Le Palais de la Culture Sawa, à Douala, accueille depuis le 5 mars 2026 l’exposition « Indépendance du Cameroun, libérons la mémoire ». À travers archives, photographies, objets historiques et installations interactives, le public découvre les grandes étapes de la lutte pour l’indépendance.
Depuis le 5 mars 2026, le Palais de la Culture Sawa s’est transformé en un espace de mémoire pour Douala. Le public est invité à redécouvrir les grandes étapes ayant conduit à l’indépendance du Cameroun. L’exposition « Indépendance du Cameroun, libérons la mémoire » plonge les visiteurs dans le passé, de la colonisation aux luttes politiques et sociales.
Situé à Bonanjo, le Palais de la Culture Sawa est un centre dédié à la préservation du patrimoine des peuples Sawa. Il accueille cette exposition d’envergure à un moment où la transmission de l’histoire aux jeunes générations est particulièrement importante. Lieu de rencontres et de dialogue, il offre un cadre propice à la réflexion collective.
Le parcours du musée guide le visiteur à travers des espaces thématiques retraçant l’intrusion coloniale allemande au Cameroun. Il présente ensuite le mandat franco‑britannique après la Première Guerre mondiale et l’essor des mouvements nationalistes. La balade se termine avec la proclamation de l’indépendance en 1960, marquant un moment clé de l’histoire nationale.
« Un travail réalisé par une trentaine de chercheurs »
La cérémonie d’ouverture a rassemblé autorités administratives, chefs traditionnels, acteurs culturels et diplomatiques autour de ce projet mémoriel. Parmi les voix qui ont marqué l’événement, Djache Sylvain Nzefa, commissaire de l’exposition, a expliqué la logique profonde du projet :
« Cette exposition aborde un thème précis : le processus de l’indépendance du Cameroun, de 1884 à 1972. Un travail réalisé par une trentaine de chercheurs, camerounais et internationaux, qui montre comment l’État du Cameroun s’est construit. On pense souvent que l’indépendance commence en 1960, mais elle a en réalité débuté bien avant. »
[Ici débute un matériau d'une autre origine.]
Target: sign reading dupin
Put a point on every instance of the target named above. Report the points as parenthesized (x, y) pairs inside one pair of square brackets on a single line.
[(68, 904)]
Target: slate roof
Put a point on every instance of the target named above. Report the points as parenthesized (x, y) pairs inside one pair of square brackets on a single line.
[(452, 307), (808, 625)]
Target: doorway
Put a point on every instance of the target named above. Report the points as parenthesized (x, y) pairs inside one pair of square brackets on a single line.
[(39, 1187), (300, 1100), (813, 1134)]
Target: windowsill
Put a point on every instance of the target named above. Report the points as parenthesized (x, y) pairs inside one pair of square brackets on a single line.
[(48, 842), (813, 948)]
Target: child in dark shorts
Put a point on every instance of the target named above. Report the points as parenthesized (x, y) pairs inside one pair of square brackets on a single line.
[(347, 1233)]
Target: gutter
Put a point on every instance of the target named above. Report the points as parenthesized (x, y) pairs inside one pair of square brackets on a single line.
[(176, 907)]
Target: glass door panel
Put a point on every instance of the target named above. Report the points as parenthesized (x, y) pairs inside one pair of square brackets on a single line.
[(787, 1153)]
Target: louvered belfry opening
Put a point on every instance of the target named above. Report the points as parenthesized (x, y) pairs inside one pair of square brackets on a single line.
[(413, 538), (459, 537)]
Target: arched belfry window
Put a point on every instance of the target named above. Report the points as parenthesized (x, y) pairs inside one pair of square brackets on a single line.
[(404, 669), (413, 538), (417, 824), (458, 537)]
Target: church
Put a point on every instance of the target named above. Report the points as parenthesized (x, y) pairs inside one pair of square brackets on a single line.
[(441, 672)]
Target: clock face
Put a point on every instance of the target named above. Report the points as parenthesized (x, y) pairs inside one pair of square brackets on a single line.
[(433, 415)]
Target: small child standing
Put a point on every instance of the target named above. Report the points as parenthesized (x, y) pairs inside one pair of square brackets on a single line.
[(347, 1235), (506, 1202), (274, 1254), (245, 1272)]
Il a poursuivi en soulignant l’importance d’une histoire vue dans sa continuité : « Nous avons voulu montrer que de nombreux mouvements et acteurs ont contribué à cette marche vers la liberté bien avant la proclamation officielle de l’indépendance. »
Aux côtés du commissaire, l’historien Albert François Dikoumé a apporté un éclairage académique sur le rôle de Douala dans ces dynamiques historiques :
« La plupart de ces mouvements ont commencé ici. C’est à Douala que l’ARCAM, l’UPC et tous les syndicalistes ont pris leurs premiers pas. La ville porte encore la marque de cette période. Cette exposition rend hommage à tous ceux qui se sont battus pour un Cameroun libre, pour que le pays ne soit pas écrasé par la colonisation. »
Cette intervention rappelle que l’histoire camerounaise ne se limite pas à des dates officielles, mais se raconte aussi à travers les vies, les combats et les engagements des hommes et des femmes qui ont œuvré pour l’émancipation du pays.
Kinshasa : La rumba face au désintérêt des jeunes générations
Offrir un parcours immersif et pédagogique
L’exposition mêle documents d’archives, photographies, objets historiques et installations audiovisuelles. Elle offre ainsi un parcours immersif et pédagogique pour les visiteurs. Parmi les pièces exposées, on trouve des artefacts ou objets historiques liés à des figures emblématiques de l’histoire du Cameroun.
On y voit aussi des œuvres d’art contemporaines, inspirées par les luttes et aspirations des périodes présentées dans cette exposition. Le vernissage a été enrichi par des animations culturelles, dont des extraits théâtraux rappelant des moments clés de la mémoire collective.
Parmi ces moments, la révolte des femmes de juillet 1931 à Douala a été mise en lumière. Cet épisode reste souvent méconnu du public. Ouverte jusqu’au mois de juillet 2026, l’exposition « Indépendance du Cameroun, libérons la mémoire » invite les habitants et visiteurs à se réapproprier l’histoire nationale.
Elle encourage également à réfléchir à l’impact de cette histoire sur le présent, offrant un rendez‑vous culturel et mémoriel enrichissant. L’exposition met en lumière les visages, les dates et les événements qui ont marqué la marche vers l’indépendance du pays. Cette démarche contribue à la préservation de la mémoire collective et à la valorisation de la richesse historique du Cameroun.